Meentheena use to be a cattle station. When manganese mining started to the east, the road needed upgrading; apparently it was cheaper for the state to buy back the pastoral lease from the owners than to pay for a fence alongside the road. The station is currently leased by a veterans association, who are a fun bunch. We camp alongside the river, drive across the station to look at waterholes and fossils, and D2 wins a silly race held in lieu of the (cancelled) Marble Bar horse races. Other guests include mining surveyors, national parks staff and the aboriginal mob from up the coast. My guess is Meenthena will be a conservation reserve or national park fairly soon, with maybe a native title settlement also. If camping is allowed it will be quite different and somewhat restricted. We enjoy the place as it is for now.
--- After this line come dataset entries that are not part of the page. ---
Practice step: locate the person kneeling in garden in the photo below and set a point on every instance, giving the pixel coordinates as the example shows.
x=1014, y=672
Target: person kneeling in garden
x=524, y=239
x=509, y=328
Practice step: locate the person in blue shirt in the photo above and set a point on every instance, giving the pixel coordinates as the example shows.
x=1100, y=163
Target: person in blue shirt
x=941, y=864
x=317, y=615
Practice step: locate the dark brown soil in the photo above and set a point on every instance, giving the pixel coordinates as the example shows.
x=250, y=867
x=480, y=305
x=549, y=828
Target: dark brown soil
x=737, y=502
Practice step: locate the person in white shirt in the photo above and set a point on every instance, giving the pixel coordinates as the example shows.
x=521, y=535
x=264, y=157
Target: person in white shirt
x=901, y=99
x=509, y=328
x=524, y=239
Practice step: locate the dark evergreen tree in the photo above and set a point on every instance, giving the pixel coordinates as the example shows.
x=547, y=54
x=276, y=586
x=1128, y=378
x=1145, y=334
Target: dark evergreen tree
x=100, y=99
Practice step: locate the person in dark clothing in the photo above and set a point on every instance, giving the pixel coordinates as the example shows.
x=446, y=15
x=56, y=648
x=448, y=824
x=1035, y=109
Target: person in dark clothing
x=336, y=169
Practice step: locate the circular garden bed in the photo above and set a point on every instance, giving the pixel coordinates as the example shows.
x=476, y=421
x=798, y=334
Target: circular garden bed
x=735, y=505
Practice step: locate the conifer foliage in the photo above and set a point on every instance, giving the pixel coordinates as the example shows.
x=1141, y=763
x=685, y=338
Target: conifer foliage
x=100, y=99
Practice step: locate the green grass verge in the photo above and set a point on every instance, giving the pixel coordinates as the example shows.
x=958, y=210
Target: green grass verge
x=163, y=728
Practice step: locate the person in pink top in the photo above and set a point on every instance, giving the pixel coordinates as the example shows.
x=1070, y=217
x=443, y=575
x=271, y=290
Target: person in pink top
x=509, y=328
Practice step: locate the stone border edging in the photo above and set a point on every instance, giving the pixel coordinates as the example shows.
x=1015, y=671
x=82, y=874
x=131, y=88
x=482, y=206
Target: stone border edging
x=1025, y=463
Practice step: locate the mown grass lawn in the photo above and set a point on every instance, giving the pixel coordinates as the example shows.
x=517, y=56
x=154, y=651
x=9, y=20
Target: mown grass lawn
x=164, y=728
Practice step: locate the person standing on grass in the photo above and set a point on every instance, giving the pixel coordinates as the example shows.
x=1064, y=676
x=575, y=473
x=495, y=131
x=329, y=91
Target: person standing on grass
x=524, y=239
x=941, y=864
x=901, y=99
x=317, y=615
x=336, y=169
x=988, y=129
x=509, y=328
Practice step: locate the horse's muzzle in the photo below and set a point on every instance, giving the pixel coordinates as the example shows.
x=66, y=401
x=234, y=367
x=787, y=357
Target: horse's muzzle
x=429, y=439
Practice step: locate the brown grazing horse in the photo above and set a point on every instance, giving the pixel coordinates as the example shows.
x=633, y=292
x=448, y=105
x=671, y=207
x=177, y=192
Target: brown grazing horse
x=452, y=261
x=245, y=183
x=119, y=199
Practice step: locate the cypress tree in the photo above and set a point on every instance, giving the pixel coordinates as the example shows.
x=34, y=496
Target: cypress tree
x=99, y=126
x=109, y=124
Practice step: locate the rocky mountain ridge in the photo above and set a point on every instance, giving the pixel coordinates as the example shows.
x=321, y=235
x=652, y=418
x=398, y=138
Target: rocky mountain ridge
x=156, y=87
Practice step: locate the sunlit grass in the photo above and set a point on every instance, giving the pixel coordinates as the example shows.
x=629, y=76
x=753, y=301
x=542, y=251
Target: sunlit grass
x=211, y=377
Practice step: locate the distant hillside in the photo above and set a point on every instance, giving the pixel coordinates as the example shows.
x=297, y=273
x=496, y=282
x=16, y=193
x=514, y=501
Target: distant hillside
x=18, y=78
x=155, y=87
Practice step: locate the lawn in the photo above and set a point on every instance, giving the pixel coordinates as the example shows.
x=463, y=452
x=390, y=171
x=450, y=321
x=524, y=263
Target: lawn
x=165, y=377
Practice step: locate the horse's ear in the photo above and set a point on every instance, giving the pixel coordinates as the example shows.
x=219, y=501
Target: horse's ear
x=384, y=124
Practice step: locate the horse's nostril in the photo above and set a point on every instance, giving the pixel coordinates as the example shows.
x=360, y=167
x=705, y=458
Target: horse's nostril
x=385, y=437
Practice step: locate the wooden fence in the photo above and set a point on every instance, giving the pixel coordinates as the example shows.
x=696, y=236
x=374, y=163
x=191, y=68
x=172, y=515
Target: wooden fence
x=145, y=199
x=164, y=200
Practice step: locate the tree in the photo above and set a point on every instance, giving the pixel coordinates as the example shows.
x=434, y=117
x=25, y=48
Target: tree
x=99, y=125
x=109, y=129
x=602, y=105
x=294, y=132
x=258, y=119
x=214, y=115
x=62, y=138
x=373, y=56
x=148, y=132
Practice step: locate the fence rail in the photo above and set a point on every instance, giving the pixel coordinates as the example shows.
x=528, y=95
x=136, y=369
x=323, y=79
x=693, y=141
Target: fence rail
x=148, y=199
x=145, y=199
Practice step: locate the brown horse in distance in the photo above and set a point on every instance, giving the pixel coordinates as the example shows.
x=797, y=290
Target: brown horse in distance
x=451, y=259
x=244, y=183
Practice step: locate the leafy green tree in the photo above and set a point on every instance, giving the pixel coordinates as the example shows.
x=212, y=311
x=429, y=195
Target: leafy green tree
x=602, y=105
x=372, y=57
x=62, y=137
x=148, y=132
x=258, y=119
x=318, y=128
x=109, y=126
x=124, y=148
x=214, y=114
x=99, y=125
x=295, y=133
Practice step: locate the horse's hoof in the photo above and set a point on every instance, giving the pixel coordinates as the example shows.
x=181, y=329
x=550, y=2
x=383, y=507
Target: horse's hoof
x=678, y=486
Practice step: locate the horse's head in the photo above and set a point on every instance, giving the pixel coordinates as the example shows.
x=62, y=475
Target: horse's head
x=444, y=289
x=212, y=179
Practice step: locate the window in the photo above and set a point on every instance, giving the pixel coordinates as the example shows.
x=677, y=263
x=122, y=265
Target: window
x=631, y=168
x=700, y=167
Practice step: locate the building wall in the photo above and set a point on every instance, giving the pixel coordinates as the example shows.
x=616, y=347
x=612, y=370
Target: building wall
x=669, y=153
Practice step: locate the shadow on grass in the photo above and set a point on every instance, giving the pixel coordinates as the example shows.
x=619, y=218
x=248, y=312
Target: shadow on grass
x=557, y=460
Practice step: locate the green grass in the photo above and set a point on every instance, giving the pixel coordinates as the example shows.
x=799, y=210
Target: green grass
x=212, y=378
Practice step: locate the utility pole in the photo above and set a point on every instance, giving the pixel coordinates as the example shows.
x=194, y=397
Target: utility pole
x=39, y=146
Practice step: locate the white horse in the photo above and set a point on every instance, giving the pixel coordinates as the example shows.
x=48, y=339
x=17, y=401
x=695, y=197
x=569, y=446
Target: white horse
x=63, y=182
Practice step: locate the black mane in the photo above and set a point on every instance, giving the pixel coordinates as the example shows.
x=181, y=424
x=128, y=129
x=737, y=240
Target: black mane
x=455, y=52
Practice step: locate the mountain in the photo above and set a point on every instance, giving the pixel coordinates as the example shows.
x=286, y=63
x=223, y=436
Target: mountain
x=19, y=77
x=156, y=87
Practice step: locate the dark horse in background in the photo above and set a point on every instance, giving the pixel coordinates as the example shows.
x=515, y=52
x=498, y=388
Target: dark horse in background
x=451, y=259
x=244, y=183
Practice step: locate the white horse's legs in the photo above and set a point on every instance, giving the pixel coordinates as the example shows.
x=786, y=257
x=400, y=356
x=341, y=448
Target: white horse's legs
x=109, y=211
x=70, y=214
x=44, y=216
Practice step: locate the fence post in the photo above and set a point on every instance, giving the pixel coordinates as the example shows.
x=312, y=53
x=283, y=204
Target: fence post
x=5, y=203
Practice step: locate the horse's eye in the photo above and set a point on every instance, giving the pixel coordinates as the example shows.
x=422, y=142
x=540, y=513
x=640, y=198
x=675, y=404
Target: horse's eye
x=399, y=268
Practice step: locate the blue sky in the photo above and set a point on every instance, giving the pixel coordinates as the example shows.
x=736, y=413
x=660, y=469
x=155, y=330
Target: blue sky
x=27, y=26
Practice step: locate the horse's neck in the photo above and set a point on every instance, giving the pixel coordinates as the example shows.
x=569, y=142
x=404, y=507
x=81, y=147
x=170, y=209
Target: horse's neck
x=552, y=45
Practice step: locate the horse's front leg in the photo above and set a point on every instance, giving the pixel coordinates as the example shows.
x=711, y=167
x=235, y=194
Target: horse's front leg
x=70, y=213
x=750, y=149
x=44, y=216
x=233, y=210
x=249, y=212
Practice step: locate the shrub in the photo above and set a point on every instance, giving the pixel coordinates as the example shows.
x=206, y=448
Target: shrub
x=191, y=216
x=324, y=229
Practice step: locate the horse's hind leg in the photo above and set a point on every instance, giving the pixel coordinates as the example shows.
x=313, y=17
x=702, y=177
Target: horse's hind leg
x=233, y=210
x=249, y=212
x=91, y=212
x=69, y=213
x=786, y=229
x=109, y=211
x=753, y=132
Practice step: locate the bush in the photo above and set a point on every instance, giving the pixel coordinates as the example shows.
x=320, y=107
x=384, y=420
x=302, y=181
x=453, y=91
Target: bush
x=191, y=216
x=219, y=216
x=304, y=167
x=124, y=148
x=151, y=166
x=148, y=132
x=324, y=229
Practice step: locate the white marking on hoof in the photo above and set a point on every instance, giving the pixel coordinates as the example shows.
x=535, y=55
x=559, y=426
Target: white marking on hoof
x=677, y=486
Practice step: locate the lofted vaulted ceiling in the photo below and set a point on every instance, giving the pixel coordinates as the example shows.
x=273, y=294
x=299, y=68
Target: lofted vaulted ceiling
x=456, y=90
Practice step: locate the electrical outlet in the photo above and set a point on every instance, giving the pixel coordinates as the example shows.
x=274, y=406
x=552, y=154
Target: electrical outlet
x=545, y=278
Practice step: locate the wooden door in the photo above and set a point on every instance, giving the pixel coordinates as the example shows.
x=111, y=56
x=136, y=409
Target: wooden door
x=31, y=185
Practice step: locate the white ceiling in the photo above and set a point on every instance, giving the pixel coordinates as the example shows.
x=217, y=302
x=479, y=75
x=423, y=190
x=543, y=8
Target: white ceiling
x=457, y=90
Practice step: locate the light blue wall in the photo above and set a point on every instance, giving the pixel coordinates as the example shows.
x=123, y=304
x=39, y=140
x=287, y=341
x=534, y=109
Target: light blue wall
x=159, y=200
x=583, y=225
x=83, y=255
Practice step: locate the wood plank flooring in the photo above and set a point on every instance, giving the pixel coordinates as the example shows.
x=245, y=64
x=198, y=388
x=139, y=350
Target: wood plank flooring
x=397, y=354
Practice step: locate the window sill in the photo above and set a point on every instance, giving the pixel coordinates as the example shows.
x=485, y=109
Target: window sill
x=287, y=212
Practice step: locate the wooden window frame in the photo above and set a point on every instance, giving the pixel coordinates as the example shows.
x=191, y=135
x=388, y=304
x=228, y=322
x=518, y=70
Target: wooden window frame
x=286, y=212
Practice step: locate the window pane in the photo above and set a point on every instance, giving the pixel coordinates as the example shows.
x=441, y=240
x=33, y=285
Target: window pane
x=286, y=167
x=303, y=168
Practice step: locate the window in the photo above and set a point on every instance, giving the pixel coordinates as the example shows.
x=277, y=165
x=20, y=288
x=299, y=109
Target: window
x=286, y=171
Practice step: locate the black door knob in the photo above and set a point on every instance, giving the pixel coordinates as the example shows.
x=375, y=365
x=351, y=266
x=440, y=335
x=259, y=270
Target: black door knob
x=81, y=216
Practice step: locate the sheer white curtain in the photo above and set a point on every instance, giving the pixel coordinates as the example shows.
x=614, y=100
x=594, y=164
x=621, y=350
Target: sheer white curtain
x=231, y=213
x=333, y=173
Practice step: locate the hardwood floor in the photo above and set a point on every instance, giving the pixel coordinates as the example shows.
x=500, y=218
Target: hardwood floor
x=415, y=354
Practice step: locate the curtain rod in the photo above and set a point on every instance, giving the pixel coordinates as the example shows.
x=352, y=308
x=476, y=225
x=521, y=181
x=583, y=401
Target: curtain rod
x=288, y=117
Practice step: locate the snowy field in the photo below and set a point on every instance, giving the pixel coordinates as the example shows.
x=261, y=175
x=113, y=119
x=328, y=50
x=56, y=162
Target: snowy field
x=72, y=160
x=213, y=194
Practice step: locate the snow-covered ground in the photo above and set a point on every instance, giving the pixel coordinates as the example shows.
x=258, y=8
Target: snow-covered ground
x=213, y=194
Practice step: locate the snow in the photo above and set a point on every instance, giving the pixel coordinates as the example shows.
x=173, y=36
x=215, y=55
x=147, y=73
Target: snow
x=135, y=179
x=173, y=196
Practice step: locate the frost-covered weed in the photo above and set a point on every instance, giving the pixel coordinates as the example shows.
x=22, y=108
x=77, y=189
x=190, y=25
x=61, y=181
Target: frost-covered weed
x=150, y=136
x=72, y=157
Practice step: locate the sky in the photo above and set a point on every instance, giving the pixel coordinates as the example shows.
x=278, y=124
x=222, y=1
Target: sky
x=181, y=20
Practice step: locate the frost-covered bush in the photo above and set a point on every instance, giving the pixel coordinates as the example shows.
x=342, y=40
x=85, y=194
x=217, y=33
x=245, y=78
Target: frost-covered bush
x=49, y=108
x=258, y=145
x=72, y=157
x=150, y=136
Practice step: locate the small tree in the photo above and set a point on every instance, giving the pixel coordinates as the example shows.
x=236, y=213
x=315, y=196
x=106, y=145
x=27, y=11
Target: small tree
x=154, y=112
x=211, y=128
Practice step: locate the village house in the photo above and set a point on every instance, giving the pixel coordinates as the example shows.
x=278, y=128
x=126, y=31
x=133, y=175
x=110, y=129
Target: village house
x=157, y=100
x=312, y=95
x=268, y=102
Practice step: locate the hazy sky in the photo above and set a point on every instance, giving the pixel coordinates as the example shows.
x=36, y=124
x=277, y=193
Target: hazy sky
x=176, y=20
Port Hedland is currently thriving, and a good place to refuel. Who knows what it will be like when the iron ore price inevitably drops. Boom and bust ...
Onwards to Pardoo Station campground. Huge wild beaches, with mangroves, shells, birds, great fishing (so I am told, I'm not a rod dangler), and 360 degree sunset views. The coast road (the only road really) continues north east, with the Great Sandy Desert to our right.
The final stop before the Kimberly proper is Barn Hill Station. Ocean view sites are a must. We eat great pizza, listening to the Saturday night entertainment (passable Neil Young covers). T and D2 have a stall at the weekly craft market, which is wildly successful, and pays for our stay.